The exercise article has an average sentence length of 8.931.

There seems to be a difference here, though perhaps not one that would impact the reading experience similarly.

Readability score

We can also calculate readability scores, as can be done in Microsoft Word, but is completed as an exercise here.

def readability_score(text):
    words = re.findall(r"\b\w+\b", text)
    total_words = len(words)
    sentences = re.split(r"[.!?]+", text)
    sentences = [s.strip() for s in sentences if s.strip()]
    total_sentences = len(sentences)
    total_syllables = sum([len(re.findall(r"[aeiouyAEIOUY]+", word)) for word in words])
    flesch_score = 206.835 - (1.015 * (total_words / total_sentences)) - (84.6 * (total_syllables / total_words))
    return flesch_score

Here, a higher score is a measure of greater readability.

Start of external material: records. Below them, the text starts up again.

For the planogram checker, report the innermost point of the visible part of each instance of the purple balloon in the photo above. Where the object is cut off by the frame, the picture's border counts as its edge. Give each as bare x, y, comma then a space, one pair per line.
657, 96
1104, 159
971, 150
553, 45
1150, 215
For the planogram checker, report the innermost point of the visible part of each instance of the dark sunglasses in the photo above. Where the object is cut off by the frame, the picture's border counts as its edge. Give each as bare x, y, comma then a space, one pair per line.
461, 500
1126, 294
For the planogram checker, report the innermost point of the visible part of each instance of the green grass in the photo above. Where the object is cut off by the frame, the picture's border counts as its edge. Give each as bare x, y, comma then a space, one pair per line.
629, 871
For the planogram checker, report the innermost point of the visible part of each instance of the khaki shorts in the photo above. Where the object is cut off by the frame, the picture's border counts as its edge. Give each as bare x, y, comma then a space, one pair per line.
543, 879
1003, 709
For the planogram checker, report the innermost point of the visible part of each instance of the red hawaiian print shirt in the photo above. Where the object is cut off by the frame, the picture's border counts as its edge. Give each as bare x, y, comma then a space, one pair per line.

print(f"The MRI article has a readability score of {(readability_score(mri_article)):.3f}.")
print(f"The exercise article has a readability score of {(readability_score(exercise_article)):.3f}.")
The MRI article has a readability score of 64.267.
The exercise article has a readability score of 57.241.

The greater readability of the MRI article may be attributable to its shorter sentence length. The benefit of completing this scoring here vs. in a word processor it is relatively quick to understand the impact of a few words on the readability score. For example, the function above could be set to filter out words with more than 5 syllables to understand how removing or replacing these words impacts readability of the article.

In the end, the two articles seem more similar than not. This may be largely attributed to the standard framing of scientific articles. Or the general sentence structure that favors direct prose. Or the similar article lengths imposed by journals. There are a fair number of boundaries imposed on scientific articles.

Maybe I can escape them with even more experience.

Outcomes

In comparing two of my scientific articles, we explored the functionality of the re package. This post can help guide text analysis - including word count, paired word frequency, sentence length, reading score - on other documents, scientific or otherwise.